Detection类用于保存通过目标检测器得到的一个检测框，包含top left坐标+框的宽和高，以及该bbox的置信度还有通过reid获取得到的对应的embedding。除此以外提供了不同bbox位置格式的转换方法：

tlwh: 代表左上角坐标+宽高
tlbr: 代表左上角坐标+右下角坐标
xyah: 代表中心坐标+宽高比+高

Track类

class Track:
    # 一个轨迹的信息，包含(x,y,a,h) & v
    """
    A single target track with state space `(x, y, a, h)` and associated
    velocities, where `(x, y)` is the center of the bounding box, `a` is the
    aspect ratio and `h` is the height.
    """

    def __init__(self, mean, covariance, track_id, n_init, max_age,
                 feature=None):
        # max age是一个存活期限，默认为70帧,在
        self.mean = mean
        self.covariance = covariance
        self.track_id = track_id
        self.hits = 1 
        # hits和n_init进行比较
        # hits每次update的时候进行一次更新（只有match的时候才进行update）
        # hits代表匹配上了多少次，匹配次数超过n_init就会设置为confirmed状态
        self.age = 1 # 没有用到，和time_since_update功能重复
        self.time_since_update = 0
        # 每次调用predict函数的时候就会+1
        # 每次调用update函数的时候就会设置为0

        self.state = TrackState.Tentative
        self.features = []
        # 每个track对应多个features, 每次更新都将最新的feature添加到列表中
        if feature is not None:
            self.features.append(feature)

        self._n_init = n_init  # 如果连续n_init帧都没有出现失配，设置为deleted状态
        self._max_age = max_age  # 上限

Track类主要存储的是轨迹信息，mean和covariance是保存的框的位置和速度信息，track_id代表分配给这个轨迹的ID。
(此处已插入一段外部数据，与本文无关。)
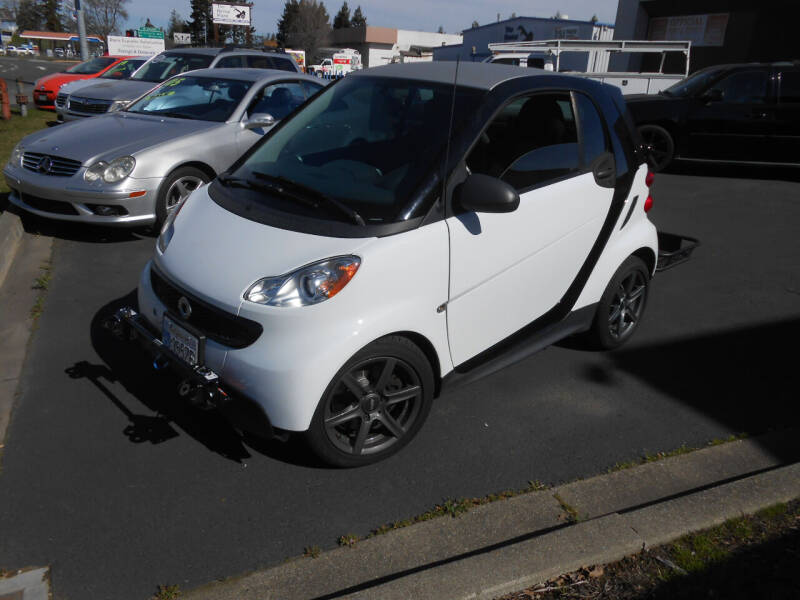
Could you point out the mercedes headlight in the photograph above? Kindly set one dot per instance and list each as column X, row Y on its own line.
column 117, row 170
column 118, row 105
column 16, row 156
column 307, row 285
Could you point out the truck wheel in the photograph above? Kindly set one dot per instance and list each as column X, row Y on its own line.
column 374, row 405
column 622, row 305
column 176, row 187
column 660, row 146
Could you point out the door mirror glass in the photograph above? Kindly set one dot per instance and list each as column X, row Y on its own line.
column 604, row 168
column 713, row 95
column 482, row 193
column 259, row 121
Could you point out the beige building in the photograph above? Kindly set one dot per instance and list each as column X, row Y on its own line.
column 383, row 45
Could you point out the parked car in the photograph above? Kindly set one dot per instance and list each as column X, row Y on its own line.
column 46, row 89
column 745, row 113
column 332, row 278
column 132, row 167
column 112, row 95
column 122, row 70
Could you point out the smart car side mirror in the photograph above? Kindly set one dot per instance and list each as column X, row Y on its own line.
column 259, row 120
column 713, row 95
column 482, row 193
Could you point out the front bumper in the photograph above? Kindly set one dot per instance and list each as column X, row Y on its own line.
column 198, row 384
column 69, row 199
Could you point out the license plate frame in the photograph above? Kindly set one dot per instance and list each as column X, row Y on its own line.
column 174, row 329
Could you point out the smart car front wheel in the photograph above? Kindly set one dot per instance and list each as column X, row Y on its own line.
column 374, row 405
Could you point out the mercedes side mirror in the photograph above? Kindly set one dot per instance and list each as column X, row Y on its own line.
column 259, row 121
column 482, row 193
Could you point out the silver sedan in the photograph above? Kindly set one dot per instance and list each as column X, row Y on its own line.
column 132, row 167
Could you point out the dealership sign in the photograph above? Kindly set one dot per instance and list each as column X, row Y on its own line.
column 701, row 30
column 130, row 46
column 230, row 14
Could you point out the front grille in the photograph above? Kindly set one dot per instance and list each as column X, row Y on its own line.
column 218, row 325
column 46, row 205
column 56, row 165
column 89, row 105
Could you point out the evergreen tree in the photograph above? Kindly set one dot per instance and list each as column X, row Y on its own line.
column 342, row 18
column 200, row 24
column 290, row 10
column 358, row 20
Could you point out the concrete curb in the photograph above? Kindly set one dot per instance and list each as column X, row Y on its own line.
column 10, row 237
column 509, row 545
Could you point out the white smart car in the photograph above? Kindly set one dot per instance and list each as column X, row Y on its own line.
column 411, row 226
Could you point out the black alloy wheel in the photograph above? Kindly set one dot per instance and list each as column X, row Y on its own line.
column 659, row 145
column 375, row 404
column 621, row 307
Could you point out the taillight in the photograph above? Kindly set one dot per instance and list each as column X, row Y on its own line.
column 648, row 204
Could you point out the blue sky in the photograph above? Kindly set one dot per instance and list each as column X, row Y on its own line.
column 422, row 15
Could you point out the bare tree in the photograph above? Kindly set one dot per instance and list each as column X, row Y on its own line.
column 104, row 17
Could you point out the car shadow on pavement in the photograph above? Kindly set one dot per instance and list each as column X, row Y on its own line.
column 132, row 367
column 702, row 169
column 746, row 379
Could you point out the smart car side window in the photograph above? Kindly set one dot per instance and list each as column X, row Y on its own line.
column 744, row 87
column 531, row 141
column 592, row 133
column 278, row 99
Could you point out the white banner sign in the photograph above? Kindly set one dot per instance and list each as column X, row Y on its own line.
column 230, row 14
column 125, row 46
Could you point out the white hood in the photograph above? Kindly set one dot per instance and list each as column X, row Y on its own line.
column 218, row 255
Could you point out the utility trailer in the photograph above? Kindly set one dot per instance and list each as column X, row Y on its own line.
column 547, row 54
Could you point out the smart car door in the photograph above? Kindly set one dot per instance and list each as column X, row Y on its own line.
column 509, row 269
column 731, row 120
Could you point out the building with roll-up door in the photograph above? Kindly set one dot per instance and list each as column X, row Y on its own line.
column 721, row 31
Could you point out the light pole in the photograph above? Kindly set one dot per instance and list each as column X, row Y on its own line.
column 82, row 31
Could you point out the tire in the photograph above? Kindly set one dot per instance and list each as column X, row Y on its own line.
column 178, row 184
column 374, row 405
column 660, row 146
column 621, row 306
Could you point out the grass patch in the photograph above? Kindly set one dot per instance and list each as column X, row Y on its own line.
column 682, row 449
column 167, row 592
column 13, row 130
column 41, row 283
column 746, row 557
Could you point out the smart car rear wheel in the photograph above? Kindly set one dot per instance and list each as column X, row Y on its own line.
column 375, row 404
column 176, row 187
column 659, row 144
column 622, row 305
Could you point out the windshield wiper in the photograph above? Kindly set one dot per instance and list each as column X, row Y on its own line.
column 279, row 183
column 173, row 114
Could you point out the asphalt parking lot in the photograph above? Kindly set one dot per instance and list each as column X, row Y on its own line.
column 118, row 488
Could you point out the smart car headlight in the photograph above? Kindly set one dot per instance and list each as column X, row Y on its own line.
column 307, row 285
column 117, row 170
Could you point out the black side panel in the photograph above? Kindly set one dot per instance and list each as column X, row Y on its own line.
column 524, row 343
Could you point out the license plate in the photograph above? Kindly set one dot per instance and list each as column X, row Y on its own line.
column 180, row 341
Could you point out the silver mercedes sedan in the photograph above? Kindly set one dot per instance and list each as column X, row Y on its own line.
column 131, row 167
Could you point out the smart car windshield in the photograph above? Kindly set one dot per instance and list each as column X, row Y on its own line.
column 167, row 64
column 91, row 66
column 124, row 69
column 694, row 83
column 200, row 98
column 363, row 151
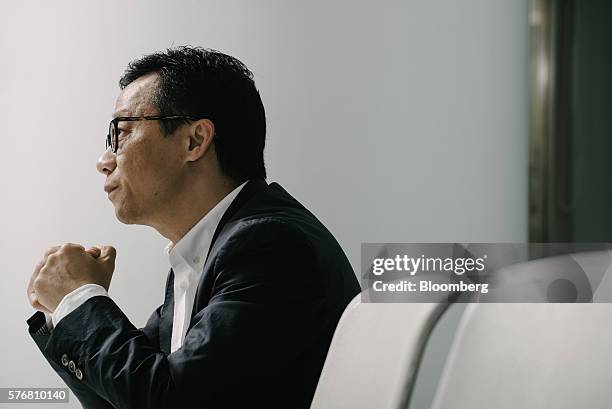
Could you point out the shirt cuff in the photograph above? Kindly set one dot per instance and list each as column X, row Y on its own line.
column 74, row 299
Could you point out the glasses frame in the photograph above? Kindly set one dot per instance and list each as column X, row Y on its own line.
column 113, row 143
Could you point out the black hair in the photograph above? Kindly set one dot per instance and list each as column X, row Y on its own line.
column 206, row 83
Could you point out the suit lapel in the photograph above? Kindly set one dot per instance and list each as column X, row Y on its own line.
column 227, row 221
column 167, row 315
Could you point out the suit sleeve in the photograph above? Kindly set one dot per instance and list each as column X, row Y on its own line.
column 265, row 300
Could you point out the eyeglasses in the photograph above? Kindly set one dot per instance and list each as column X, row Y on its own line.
column 112, row 139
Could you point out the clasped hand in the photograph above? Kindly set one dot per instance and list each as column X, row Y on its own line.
column 66, row 268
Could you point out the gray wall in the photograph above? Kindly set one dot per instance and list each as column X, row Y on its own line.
column 392, row 120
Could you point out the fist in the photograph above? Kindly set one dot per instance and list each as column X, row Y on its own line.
column 66, row 268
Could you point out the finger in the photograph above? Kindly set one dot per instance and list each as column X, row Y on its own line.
column 108, row 254
column 94, row 251
column 33, row 297
column 51, row 250
column 70, row 246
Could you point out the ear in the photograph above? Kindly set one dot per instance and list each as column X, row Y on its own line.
column 200, row 137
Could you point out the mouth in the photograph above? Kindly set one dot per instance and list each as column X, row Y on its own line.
column 110, row 189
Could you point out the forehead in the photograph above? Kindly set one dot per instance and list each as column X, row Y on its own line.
column 135, row 99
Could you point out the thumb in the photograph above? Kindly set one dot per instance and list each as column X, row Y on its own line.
column 107, row 254
column 94, row 251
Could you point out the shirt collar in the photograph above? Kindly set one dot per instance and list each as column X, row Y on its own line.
column 192, row 248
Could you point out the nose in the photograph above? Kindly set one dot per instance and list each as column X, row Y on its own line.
column 107, row 162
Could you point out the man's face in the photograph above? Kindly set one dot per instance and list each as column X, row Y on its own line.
column 144, row 176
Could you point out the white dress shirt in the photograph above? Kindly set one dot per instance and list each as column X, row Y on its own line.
column 187, row 258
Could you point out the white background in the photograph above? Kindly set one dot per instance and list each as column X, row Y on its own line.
column 393, row 121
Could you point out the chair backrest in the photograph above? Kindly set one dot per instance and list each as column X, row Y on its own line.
column 536, row 355
column 374, row 355
column 530, row 356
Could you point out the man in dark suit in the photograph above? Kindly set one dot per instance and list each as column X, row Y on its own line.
column 257, row 283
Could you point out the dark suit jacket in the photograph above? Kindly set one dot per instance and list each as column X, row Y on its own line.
column 272, row 290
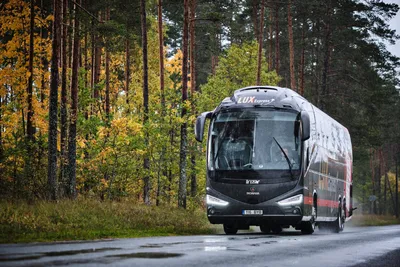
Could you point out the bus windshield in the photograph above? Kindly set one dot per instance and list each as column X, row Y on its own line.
column 254, row 139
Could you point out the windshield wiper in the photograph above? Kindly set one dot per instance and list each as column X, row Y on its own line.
column 286, row 157
column 221, row 137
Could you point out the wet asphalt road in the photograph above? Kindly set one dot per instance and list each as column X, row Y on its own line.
column 366, row 246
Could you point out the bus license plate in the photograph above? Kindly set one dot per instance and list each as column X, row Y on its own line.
column 252, row 212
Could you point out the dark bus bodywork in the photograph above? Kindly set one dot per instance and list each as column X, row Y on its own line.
column 274, row 160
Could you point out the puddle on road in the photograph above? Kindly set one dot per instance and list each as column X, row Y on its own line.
column 151, row 246
column 250, row 237
column 35, row 256
column 160, row 245
column 148, row 255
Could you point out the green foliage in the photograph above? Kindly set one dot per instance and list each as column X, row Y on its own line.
column 92, row 219
column 236, row 69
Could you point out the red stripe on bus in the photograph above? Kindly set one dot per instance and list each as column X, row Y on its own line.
column 321, row 202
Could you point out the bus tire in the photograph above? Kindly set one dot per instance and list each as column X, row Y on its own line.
column 307, row 228
column 339, row 222
column 265, row 229
column 276, row 229
column 230, row 229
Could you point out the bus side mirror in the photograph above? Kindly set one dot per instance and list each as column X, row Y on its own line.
column 199, row 126
column 305, row 119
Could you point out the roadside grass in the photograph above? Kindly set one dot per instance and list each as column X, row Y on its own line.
column 85, row 219
column 373, row 220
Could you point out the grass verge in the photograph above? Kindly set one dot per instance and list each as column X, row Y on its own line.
column 85, row 219
column 373, row 220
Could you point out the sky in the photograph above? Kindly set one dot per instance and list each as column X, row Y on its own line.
column 395, row 24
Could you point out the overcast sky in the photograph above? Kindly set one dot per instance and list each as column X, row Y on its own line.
column 395, row 24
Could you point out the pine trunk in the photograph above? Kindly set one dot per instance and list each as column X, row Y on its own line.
column 255, row 18
column 291, row 48
column 260, row 45
column 63, row 105
column 397, row 188
column 302, row 61
column 192, row 15
column 127, row 70
column 183, row 146
column 161, row 60
column 277, row 58
column 29, row 119
column 97, row 65
column 146, row 163
column 327, row 53
column 270, row 67
column 74, row 110
column 53, row 103
column 107, row 98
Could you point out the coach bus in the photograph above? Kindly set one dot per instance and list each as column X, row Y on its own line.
column 274, row 160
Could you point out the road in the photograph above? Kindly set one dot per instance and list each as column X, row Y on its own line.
column 356, row 246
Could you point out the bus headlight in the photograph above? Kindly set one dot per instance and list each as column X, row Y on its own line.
column 215, row 201
column 291, row 201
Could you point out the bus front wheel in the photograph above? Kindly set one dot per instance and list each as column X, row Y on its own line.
column 230, row 229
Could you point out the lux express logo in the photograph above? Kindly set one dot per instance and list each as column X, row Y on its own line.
column 253, row 100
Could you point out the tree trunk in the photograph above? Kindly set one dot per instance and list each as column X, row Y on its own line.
column 397, row 188
column 146, row 163
column 291, row 47
column 107, row 100
column 163, row 111
column 97, row 65
column 270, row 67
column 192, row 47
column 255, row 17
column 260, row 41
column 63, row 105
column 127, row 69
column 327, row 53
column 192, row 16
column 74, row 109
column 29, row 119
column 302, row 61
column 277, row 58
column 183, row 145
column 53, row 104
column 161, row 53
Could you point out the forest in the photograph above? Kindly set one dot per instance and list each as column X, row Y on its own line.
column 99, row 98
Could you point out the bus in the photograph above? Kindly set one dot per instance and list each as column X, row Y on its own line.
column 274, row 160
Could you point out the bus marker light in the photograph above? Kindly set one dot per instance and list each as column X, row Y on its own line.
column 215, row 201
column 295, row 200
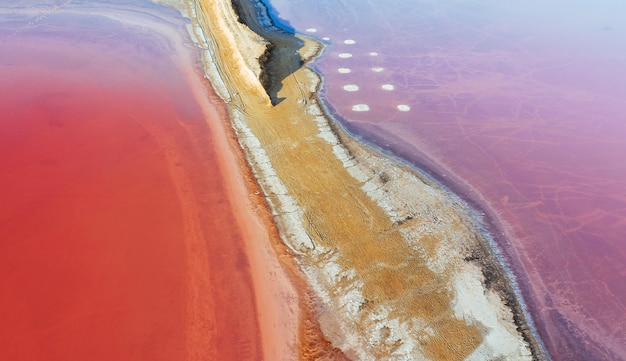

state代表框的状态，有三种：

Tentative: 不确定态，这种状态会在初始化一个Track的时候分配，并且只有在连续匹配上n_init帧才会转变为确定态。如果在处于不确定态的情况下没有匹配上任何detection，那将转变为删除态。
Confirmed: 确定态，代表该Track确实处于匹配状态。如果当前Track属于确定态，但是失配连续达到max age次数的时候，就会被转变为删除态。
Deleted: 删除态，说明该Track已经失效。

![状态转换图]( https://img-blog.csdnimg.cn/20200415100437671.jpg?x-oss-process=image/watermark ,type_ZmFuZ3poZW5naGVpdGk,shadow_10,text_aHR0cHM6Ly9ibG9nLmNzZG4ubmV0L0REX1BQX0pK,size_16,color_FFFFFF,t_70)

max_age代表一个Track存活期限，他需要和time_since_update变量进行比对。time_since_update是每次轨迹调用predict函数的时候就会+1，每次调用predict的时候就会重置为0，也就是说如果一个轨迹长时间没有update(没有匹配上)的时候，就会不断增加，直到time_since_update超过max age(默认70)，将这个Track从Tracker中的列表删除。

hits代表连续确认多少次，用在从不确定态转为确定态的时候。每次Track进行update的时候，hits就会+1, 如果hits>n_init(默认为3)，也就是连续三帧的该轨迹都得到了匹配，这时候才将不确定态转为确定态。

需要说明的是每个轨迹还有一个重要的变量，features列表，存储该轨迹在不同帧对应位置通过ReID提取到的特征。为何要保存这个列表，而不是将其更新为当前最新的特征呢？这是为了解决目标被遮挡后再次出现的问题，需要从以往帧对应的特征进行匹配。另外，如果特征过多会严重拖慢计算速度，所以有一个参数budget用来控制特征列表的长度，取最新的budget个features,将旧的删除掉。

ReID特征提取部分

ReID网络是独立于目标检测和跟踪器的模块，功能是提取对应bounding box中的feature,得到一个固定维度的embedding作为该bbox的代表，供计算相似度时使用。

class Extractor(object):
    def __init__(self, model_name, model_path, use_cuda=True):
        self.net = build_model(name=model_name,
                               num_classes=96)
        self.device = "cuda" if torch.cuda.is_available(
        ) and use_cuda else "cpu"
        state_dict = torch.load(model_path)['net_dict']
        self.net.load_state_dict(state_dict)
        print("Loading weights from {}... Done!".format(model_path))
        self.net.to(self.device)
        self.size = (128,128)
        self.norm = transforms.Compose([
            transforms.ToTensor(),
            transforms.Normalize([0.3568, 0.3141, 0.2781],
                                 [0.1752, 0.1857, 0.1879])
        ])

    def _preprocess(self, im_crops):
        """
        TODO:
            1. to float with scale from 0 to 1
            2. resize to (64, 128) as Market1501 dataset did
            3. concatenate to a numpy array
            3. to torch Tensor
            4. normalize
        """
        def _resize(im, size):
            return cv2.resize(im.astype(np.float32) / 255., size)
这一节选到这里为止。